# Using Redis and OpenAI to chat with PDF documents

This notebook demonstrates how to use RedisAI and (Azure) OpenAI to chat with PDF documents. The PDF included is
a informational brochure about the Chevy Colorado pickup truck.

In this notebook, we will use LLamaIndex to chunk, vectorize, and store the PDF document in Redis as vectors
alongside associated text. The query interface provided by LLamaIndex will be used to search for relevant
information given queries from the user.

In [1]:
# Install the Python requirements
%pip install -q -r requirements.txt

Note: you may need to restart the kernel to use updated packages.


In [2]:
import os
import sys
import logging

logging.basicConfig(
    stream=sys.stdout, level=logging.INFO
) # logging.DEBUG for more verbose output
logging.getLogger().addHandler(logging.StreamHandler(stream=sys.stdout))

import textwrap
import openai

from langchain.llms import AzureOpenAI, OpenAI
from langchain.embeddings import OpenAIEmbeddings
from llama_index.vector_stores import RedisVectorStore
from llama_index import LangchainEmbedding
from llama_index import (
    GPTVectorStoreIndex,
    SimpleDirectoryReader,
    LLMPredictor,
    PromptHelper,
    ServiceContext,
    StorageContext
)

# Azure OpenAI | OpenAI (direct)

The notebook allows the user two choose between using the OpenAI and Azure OpenAI endpoints. Make sure to follow the instructions in the README and set the .env correctly according to whichever API you are using. 

NOTE: ONLY ONE API CAN BE USED AT A TIME.

- **[Use Azure OpenAI](#Azure-OpenAI)**
- **[Use OpenAI](#OpenAI) (direct)**

## Azure OpenAI 

Here we setup the AzureOpenAI models and API keys that we set by reading from the environment above. The ``PromptHelper`` sets the parameters for the OpenAI model. The classes defined here are used together to provide a QnA interface between the user and the LLM.

In [4]:
# setup Llama Index to use Azure OpenAI
openai.api_type = "azure"
openai.api_base = os.getenv("AZURE_OPENAI_API_BASE")
openai.api_version = os.getenv("OPENAI_API_VERSION")
openai.api_key = os.getenv("OPENAI_API_KEY")

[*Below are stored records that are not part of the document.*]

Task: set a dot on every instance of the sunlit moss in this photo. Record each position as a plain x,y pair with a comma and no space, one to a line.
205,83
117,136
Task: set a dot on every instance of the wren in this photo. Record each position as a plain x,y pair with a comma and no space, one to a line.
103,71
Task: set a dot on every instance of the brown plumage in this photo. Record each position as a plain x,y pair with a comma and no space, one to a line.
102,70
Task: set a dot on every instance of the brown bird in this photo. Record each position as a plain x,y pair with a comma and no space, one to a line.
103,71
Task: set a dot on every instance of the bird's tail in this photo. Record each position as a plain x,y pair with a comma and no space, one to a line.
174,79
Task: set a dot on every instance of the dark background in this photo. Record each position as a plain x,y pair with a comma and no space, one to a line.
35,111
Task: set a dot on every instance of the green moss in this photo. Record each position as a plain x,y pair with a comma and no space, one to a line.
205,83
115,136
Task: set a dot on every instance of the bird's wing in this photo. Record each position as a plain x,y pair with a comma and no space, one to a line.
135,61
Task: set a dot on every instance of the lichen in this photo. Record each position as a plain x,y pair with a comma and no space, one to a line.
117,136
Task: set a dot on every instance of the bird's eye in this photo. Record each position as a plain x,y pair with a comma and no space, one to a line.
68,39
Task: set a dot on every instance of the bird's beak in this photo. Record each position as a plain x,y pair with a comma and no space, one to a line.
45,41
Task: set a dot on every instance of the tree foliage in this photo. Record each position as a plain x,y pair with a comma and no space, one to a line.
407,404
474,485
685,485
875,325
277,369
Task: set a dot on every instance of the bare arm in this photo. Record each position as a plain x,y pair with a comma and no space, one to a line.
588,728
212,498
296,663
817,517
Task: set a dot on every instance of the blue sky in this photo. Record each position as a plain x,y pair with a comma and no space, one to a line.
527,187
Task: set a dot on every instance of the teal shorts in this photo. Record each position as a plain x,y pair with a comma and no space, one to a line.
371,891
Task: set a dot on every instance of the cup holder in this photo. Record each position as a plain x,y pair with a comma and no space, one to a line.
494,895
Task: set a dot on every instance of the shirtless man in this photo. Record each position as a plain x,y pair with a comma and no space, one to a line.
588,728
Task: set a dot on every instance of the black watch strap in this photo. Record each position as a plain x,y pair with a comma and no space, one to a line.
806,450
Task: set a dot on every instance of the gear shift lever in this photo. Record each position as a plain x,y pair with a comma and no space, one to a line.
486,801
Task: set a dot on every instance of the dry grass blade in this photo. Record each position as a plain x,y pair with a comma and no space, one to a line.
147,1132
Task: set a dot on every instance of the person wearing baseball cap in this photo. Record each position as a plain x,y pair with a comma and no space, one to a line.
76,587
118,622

# Get the OpenAI model names ex. "text-embedding-ada-002"
embedding_model = os.getenv("OPENAI_EMBEDDING_MODEL")
text_model = os.getenv("OPENAI_TEXT_MODEL")
# get the Azure Deployment name for the model
embedding_model_deployment = os.getenv("AZURE_EMBED_MODEL_DEPLOYMENT_NAME")
text_model_deployment = os.getenv("AZURE_TEXT_MODEL_DEPLOYMENT_NAME")

print(f"Using OpenAI models: {embedding_model} and {text_model}")
print(f"Using Azure deployments: {embedding_model_deployment} and {text_model_deployment}")


Using models: text-embedding-ada-002 and gpt-35-turbo


In [5]:

llm = AzureOpenAI(deployment_name=text_model_deployment, model_kwargs={
    "api_key": openai.api_key,
    "api_base": openai.api_base,
    "api_type": openai.api_type,
    "api_version": openai.api_version,
})
llm_predictor = LLMPredictor(llm=llm)

embedding_llm = LangchainEmbedding(
    OpenAIEmbeddings(
        model=embedding_model,
        deployment=embedding_model_deployment,
        openai_api_key= openai.api_key,
        openai_api_base=openai.api_base,
        openai_api_type=openai.api_type,
        openai_api_version=openai.api_version,
    ),
    embed_batch_size=1,
)

## OpenAI

The ``OpenAI`` class provides a simple interface to the OpenAI API.


In [3]:
# setup Llama Index to use OpenAI direct
openai.api_type = "openai"
openai.api_version = os.getenv("OPENAI_API_VERSION")
openai.api_base = os.getenv("OPENAI_API_BASE")
openai.api_key = os.getenv("OPENAI_API_KEY")

# Get the OpenAI model names ex. "text-embedding-ada-002"
embedding_model = os.getenv("OPENAI_EMBEDDING_MODEL")
text_model = os.getenv("OPENAI_TEXT_MODEL")


print(f"Using OpenAI models: {embedding_model} and {text_model}")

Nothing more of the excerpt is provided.